Optionally, a remote plasma source 277 is coupled to the gas distribution tray 258 to facilitate dissociation of the gas mixture from the remote plasma before entering the internal volume 206 for processing. The RF source power 243 is coupled to the showerhead assembly 230 via a matching network 241. The RF source power 243 is typically capable of generating up to about 3000 W at an adjustable frequency in the range of about 50 kHz to about 200 MHz.

The showerhead assembly 230 further includes an area capable of transmitting optical metrology signals. The optical transmission region or channel 238 is adapted to allow the optical monitoring system 240 to view the internal volume 206 and / or the substrate disposed on the substrate support base assembly 248. The channel 238 may be a material formed or disposed in the showerhead assembly 230, one or more holes, and the channel is capable of transmitting substantially the energy wavelengths generated by the optical monitoring system 240 and reflected back to the optical monitoring system. In one embodiment, the channel 238 includes a window 242 to prevent gas leakage through the channel 238. The window 242 may be a sapphire plate, a quartz plate, or other suitable material. The window 242 may alternatively be placed in the cover 204.

In one embodiment, the showerhead assembly 230 is configured with a plurality of zones that allow independent control of the gas flowing into the internal volume 206 of the processing chamber 200. In the example shown in FIG. 2, the showerhead assembly 230 is divided into an inner region 234 and an outer region 236. The partial area 234 and the external area 236 are each coupled to the gas distribution plate 258 via independent inlet ports 232 ', 232 ".

The substrate supporting base assembly 248 may be disposed in the internal volume 206 of the processing chamber 200, and is located below the gas distribution (sprinkler) assembly 230. The substrate support base assembly 248 holds the substrate during processing. The substrate support base assembly 248 generally includes a plurality of lifting pins (not shown) disposed therethrough, the lifting pins being configured to lift the substrate 203 from the substrate support base assembly 248 and facilitate the use of a robot (not shown) The substrate 203 is exchanged in a conventional manner. The inner pad 218 may closely surround the periphery of the substrate supporting base assembly 248.

In one embodiment, the substrate support base assembly 248 includes a mounting plate 262, a base 264, and an electrostatic chuck 266. The mounting plate 262 is coupled to the bottom 210 of the chamber body 202. The mounting plate 262 includes a channel that can be used to route utility devices such as fluid, power lines, and sensor wires to the base 264 and the electrostatic chuck 266. The electrostatic chuck 266 includes at least one clamping electrode 280 for holding the substrate 203 under the showerhead assembly 230. The electrostatic chuck 266 is driven by the clamping power source 282 to form an electrostatic force, which holds the substrate 203 to the surface of the chuck, as is conventional. Alternatively, the substrate 203 may be held to the substrate supporting base assembly 248 by clamping, vacuum, or gravity.
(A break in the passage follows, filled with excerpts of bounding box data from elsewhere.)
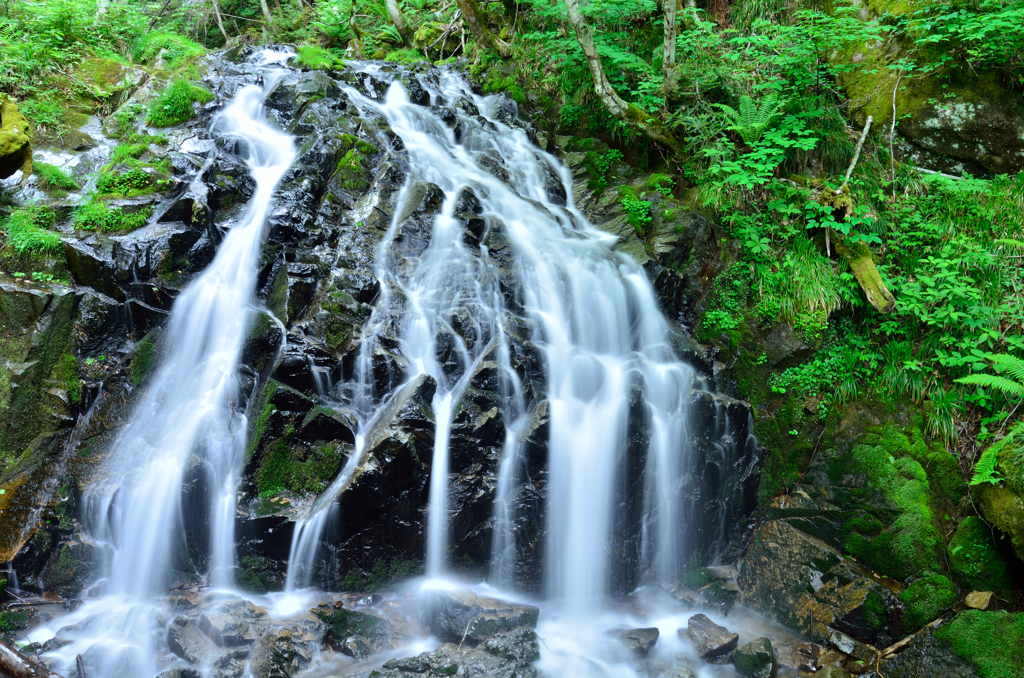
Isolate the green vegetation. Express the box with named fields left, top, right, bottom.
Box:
left=145, top=79, right=213, bottom=127
left=32, top=162, right=79, bottom=190
left=75, top=200, right=153, bottom=232
left=2, top=205, right=63, bottom=256
left=295, top=45, right=339, bottom=71
left=935, top=609, right=1024, bottom=678
left=899, top=575, right=956, bottom=632
left=949, top=515, right=1011, bottom=594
At least one of the base 264 or the electrostatic chuck 266 may include at least one optional embedded heater 276, at least one optional embedded isolator 274, and a plurality of pipes 268, 270 to control the substrate supporting base assembly 248. Transverse temperature distribution. Pipe 268, 270 fluid Coupling to a fluid source 272 such that a circulating temperature regulating fluid passes therethrough. The heater 276 is adjusted by a power source 278. The pipes 268, 270 and the heater 276 are used to control the temperature of the base 264, thereby heating and / or cooling the electrostatic chuck 266, and finally controlling the temperature distribution of the substrate 203 disposed on the electrostatic chuck. A plurality of temperature sensors 290, 292 can be used to monitor the temperature of the electrostatic chuck 266 and the base 264. The electrostatic chuck 266 may further include a plurality of gas channels (not shown) (such as grooves) formed in the support surface of the substrate support base of the chuck 266 and fluidly coupled to the heat transfer (or backside A source of gas (such as He). In operation, back-side gas is provided into the gas passage under controlled pressure to enhance heat transfer between the electrostatic chuck 266 and the substrate 203.
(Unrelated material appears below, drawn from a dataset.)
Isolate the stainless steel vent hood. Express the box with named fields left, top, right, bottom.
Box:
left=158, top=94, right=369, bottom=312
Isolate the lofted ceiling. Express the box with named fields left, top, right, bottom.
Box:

In one embodiment, the substrate support base assembly 248 is configured as a cathode and includes an electrode 280, which is coupled to a plurality of RF power bias sources 284, 286. The RF bias power sources 284, 286 are coupled between the electrode 280 disposed in the substrate support base assembly 248 and the other electrode, and the other electrode is a top plate (cover 204) such as the shower head assembly 230 or the chamber body 202. . The RF bias power excites and continues a plasma discharge, which is formed by a gas disposed in a processing region of the chamber body 202.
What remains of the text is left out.